Fast Charging (10 -> 80%)
Leaf V4 50
Rapid charging enables longer journeys by adding as much range as possible in the shortest amount of time. Charging power will decrease significantly after 80% state-of-charge has been reached. A typical rapid charge therefore rarely exceeds 80% SoC. The rapid charge rate of an EV depends on the charger used and the maximum charging power the EV can handle. The table below shows all details for rapid charging the Nissan Leaf.
Leaf V4 5 Mod
- Max. Power: maximum power provided by charge point
- Avg. Power: average power provided by charge point over a session from 10% to 80%
- Time: time needed to charge from 10% to 80%
- Rate: average charging speed over a session from 10% to 80%
Europe
CHAdeMO |
---|
Charging Point | Max. Power | Avg. Power | Time | Rate |
---|---|---|---|---|
CHAdeMO (50 kW DC) | 46 kW † | 40 kW † | 40 min | 230 km/h |
Charge Curve |
---|
Data made available by Fastned |
† = Limited by charging capabilities of vehicle Typerider 1 0 1.
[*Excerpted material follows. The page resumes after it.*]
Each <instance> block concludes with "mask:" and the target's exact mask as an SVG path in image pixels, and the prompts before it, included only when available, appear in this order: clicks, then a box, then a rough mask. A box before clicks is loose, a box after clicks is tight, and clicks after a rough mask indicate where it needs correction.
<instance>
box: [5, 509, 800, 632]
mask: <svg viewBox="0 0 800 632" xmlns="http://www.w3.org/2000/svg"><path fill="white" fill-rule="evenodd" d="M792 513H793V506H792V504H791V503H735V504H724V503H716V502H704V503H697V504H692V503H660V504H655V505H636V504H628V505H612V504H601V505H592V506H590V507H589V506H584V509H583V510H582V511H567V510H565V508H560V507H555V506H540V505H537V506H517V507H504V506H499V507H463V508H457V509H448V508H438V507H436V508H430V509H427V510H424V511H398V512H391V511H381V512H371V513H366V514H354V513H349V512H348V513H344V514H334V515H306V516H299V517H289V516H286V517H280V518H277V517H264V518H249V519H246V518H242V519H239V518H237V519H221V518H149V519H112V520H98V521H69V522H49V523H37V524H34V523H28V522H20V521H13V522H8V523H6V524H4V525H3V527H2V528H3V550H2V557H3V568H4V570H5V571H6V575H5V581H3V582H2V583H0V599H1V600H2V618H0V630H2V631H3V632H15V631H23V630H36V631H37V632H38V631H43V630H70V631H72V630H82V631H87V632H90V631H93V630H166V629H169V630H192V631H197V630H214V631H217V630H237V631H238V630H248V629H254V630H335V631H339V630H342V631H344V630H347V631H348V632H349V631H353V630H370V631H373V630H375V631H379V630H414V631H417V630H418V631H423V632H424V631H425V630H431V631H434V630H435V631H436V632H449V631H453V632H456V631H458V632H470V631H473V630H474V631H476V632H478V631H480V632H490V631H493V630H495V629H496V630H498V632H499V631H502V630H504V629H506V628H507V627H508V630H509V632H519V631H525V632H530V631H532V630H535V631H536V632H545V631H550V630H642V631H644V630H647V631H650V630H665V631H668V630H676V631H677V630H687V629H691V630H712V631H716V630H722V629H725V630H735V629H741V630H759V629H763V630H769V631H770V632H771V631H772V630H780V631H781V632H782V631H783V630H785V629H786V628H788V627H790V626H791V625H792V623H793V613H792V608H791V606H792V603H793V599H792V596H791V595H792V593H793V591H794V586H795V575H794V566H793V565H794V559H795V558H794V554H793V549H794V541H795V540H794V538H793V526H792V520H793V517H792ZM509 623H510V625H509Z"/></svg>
Actual charging rates may differ from data shown due to factors like outside temperature, state of the battery and driving style.
Preceding model
The model shown on this page is the successor of the Nissan Leaf 24 kWh, which was available from June 2013 until February 2018. The previous model had 90 km less range, 46% slower acceleration and was 3% less energy efficient.
Preceding model
The model shown on this page is the successor of the Nissan Leaf 30 kWh, which was available from September 2015 until February 2018. The previous model had 50 km less range, 46% slower acceleration and was similar in energy consumption.